There is nothing to fear from refugees. What we should fear is our apathy towards the pain and suffering of others and the horrors that could follow from it.

 

4 COMMENTS

  1. Donna, what a wonderful exhibition to come across. I’m going to London early next year and it looks like I’m just going to miss it 🙁

    As the grand daughter of WW2 Eastern European refugees and a mother born stateless I can relate well.
    “Here again, we find universality in the story of refugees, be they modern refugees fleeing from Syria, Libya, Eritrea or any of the 20 million Europeans whose Polish ancestry share Herman’s experience of displacement. The story is of forced migration due to war, political or religious persecution, dictatorship, and oppression.
    As I stand witnessing the pain and suffering of the past European refugees (60 millions of them after the devastation of the Second World War) I ponder if today’s wealthiest continent in the world by far, has forgotten its past and the need to honour the fundamental right to asylum.”

    This current refugee crisis has affected my mother quite badly, especially the responses of most Western countries, and sadly the attitudes of many of the general public. They went to Australia, who didn’t want them because they weren’t British, but reluctently took Europeans that at least looked white and weren’t Jewish (so not a lot’s changed there, has it?) From my perspective, many of the 1st, 2nd generation decendents of WW2 refugees will be well aware of how the traumatic effects of the war still haven’t gone away, and in fact, have led to intergenerational trauma. So watching history repeat and knowing what will happen to these people in the long term, it’s heart-wrenching. Especially since PTSD is recgonised now and people stand a better chance of not having to suffer in silence and without help.
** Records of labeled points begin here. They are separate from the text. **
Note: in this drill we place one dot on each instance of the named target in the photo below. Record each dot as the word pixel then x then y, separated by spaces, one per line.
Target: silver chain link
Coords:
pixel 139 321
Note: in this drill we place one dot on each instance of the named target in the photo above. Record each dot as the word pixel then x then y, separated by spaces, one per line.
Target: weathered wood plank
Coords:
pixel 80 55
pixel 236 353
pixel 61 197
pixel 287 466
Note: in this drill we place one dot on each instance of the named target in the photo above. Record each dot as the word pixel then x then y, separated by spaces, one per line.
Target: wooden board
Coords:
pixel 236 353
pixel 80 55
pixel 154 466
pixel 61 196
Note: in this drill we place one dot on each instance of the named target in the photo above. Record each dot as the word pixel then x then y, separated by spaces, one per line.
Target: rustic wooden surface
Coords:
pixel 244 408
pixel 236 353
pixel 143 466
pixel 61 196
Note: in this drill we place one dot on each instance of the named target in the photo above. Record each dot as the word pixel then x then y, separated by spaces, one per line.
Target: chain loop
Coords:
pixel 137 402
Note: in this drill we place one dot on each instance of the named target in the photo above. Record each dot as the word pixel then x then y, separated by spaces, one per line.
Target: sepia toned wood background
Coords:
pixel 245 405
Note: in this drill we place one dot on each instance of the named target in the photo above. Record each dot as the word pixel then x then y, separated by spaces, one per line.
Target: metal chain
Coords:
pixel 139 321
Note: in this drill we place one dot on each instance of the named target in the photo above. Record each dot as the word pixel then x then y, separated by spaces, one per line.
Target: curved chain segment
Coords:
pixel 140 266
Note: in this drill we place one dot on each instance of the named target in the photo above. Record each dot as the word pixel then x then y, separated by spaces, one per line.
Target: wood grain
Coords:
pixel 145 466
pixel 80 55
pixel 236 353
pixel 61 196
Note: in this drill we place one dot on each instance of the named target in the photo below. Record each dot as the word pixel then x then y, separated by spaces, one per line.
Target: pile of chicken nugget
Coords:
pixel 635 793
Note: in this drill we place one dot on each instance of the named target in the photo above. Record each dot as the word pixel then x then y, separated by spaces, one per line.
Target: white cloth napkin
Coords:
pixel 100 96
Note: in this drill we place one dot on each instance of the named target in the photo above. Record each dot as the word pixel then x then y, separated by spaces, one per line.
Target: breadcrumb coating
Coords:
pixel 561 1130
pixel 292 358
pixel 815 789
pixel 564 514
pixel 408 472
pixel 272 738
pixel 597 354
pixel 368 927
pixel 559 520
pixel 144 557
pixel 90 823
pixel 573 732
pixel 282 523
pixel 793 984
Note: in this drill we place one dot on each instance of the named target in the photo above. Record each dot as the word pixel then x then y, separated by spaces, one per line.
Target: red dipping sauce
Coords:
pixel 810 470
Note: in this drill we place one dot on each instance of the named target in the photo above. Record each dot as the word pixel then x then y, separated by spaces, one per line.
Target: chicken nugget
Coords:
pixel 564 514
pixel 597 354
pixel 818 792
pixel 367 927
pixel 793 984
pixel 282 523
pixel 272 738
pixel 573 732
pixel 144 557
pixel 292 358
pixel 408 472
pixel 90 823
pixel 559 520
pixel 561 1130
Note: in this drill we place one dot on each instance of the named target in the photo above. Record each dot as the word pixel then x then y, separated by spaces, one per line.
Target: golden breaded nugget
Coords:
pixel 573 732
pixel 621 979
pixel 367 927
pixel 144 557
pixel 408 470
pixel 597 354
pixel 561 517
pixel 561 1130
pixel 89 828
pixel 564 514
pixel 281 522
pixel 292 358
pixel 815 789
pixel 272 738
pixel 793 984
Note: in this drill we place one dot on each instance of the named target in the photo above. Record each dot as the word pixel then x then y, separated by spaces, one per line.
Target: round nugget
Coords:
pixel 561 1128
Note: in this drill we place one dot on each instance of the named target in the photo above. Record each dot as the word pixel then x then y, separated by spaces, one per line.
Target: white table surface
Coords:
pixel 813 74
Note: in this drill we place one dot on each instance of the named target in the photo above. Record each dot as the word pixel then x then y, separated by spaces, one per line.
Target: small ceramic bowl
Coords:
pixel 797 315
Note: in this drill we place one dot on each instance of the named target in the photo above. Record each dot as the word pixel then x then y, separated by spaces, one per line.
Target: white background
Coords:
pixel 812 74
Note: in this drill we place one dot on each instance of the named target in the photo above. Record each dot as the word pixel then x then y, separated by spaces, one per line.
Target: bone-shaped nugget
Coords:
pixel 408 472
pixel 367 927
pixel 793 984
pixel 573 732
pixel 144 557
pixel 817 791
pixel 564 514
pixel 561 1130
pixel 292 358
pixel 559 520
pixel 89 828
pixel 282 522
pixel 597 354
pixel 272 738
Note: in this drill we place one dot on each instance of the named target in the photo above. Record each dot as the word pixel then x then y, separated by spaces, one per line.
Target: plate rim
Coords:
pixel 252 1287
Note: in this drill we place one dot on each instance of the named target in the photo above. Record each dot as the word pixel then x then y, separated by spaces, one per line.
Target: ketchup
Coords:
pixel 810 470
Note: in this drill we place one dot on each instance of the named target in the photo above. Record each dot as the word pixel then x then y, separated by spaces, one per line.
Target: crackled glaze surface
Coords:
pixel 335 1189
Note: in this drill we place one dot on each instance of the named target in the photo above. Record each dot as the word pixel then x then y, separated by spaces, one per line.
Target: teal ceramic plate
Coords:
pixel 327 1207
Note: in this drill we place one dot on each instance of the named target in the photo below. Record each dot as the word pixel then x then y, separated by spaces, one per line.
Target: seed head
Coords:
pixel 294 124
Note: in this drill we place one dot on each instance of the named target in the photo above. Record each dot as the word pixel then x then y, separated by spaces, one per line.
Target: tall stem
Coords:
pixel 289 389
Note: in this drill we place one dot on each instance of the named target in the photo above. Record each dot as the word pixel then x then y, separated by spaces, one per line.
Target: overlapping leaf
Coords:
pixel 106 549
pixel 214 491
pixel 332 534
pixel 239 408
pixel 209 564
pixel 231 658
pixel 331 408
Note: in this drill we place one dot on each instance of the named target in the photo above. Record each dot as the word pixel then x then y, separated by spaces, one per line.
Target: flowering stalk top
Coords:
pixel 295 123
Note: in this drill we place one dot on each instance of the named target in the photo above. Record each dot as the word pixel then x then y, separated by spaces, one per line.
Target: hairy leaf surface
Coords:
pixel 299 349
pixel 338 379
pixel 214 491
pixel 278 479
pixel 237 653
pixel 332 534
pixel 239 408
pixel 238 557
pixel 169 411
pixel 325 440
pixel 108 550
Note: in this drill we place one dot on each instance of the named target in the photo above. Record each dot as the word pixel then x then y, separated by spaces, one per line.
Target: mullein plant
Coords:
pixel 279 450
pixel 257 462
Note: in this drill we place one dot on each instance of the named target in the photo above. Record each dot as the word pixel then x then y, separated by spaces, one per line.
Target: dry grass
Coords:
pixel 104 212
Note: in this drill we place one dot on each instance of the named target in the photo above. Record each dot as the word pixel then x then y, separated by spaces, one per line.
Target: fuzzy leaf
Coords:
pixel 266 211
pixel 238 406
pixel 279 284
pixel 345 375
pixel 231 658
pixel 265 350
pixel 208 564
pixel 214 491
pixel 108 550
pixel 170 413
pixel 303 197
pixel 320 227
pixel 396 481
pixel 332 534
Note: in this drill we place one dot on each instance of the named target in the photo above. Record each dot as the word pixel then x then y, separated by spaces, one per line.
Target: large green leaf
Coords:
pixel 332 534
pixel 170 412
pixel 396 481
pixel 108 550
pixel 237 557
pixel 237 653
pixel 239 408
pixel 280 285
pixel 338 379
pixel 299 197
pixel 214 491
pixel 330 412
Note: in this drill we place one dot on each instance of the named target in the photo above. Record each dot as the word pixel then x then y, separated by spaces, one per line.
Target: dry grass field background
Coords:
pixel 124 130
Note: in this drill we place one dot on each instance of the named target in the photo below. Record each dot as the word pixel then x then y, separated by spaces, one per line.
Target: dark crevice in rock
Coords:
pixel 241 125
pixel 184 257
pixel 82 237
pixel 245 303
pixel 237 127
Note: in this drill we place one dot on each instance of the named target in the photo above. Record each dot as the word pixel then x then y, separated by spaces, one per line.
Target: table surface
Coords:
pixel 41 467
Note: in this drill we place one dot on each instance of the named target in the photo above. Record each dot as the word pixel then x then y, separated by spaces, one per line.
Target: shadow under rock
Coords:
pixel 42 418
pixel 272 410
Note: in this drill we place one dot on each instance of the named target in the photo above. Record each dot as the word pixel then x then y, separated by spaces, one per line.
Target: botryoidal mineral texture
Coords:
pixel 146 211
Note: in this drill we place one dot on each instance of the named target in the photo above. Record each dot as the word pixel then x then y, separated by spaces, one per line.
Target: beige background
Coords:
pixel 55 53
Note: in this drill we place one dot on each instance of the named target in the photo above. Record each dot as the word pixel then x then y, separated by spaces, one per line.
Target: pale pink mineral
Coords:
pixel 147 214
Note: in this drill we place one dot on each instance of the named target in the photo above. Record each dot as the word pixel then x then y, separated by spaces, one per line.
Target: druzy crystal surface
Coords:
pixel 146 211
    Whatever the solution, finding somewhere for refugees to go is just the start.

  2. Dear Kay, you are right about the intergenerational trauma and the hear-wrentching suffering of the current refugees.
    For your information, Ben Uri has a permeant gallery on 108a Boundary Road, off the famous Abbey Road in St John’s Wood in London. I hope you get the chance to visit on your trip next year and, like me, make a suggestion to the museum officials that this wonderful exhibition should expand beyond its current focus and deserves a permanent base in central London.

    • Thanks for that information Donna, I’ll do some research on his gallery. I’m only going to have a few days in London so will be quite time restrained; that particular exhibition I’d have made a point of seeing though.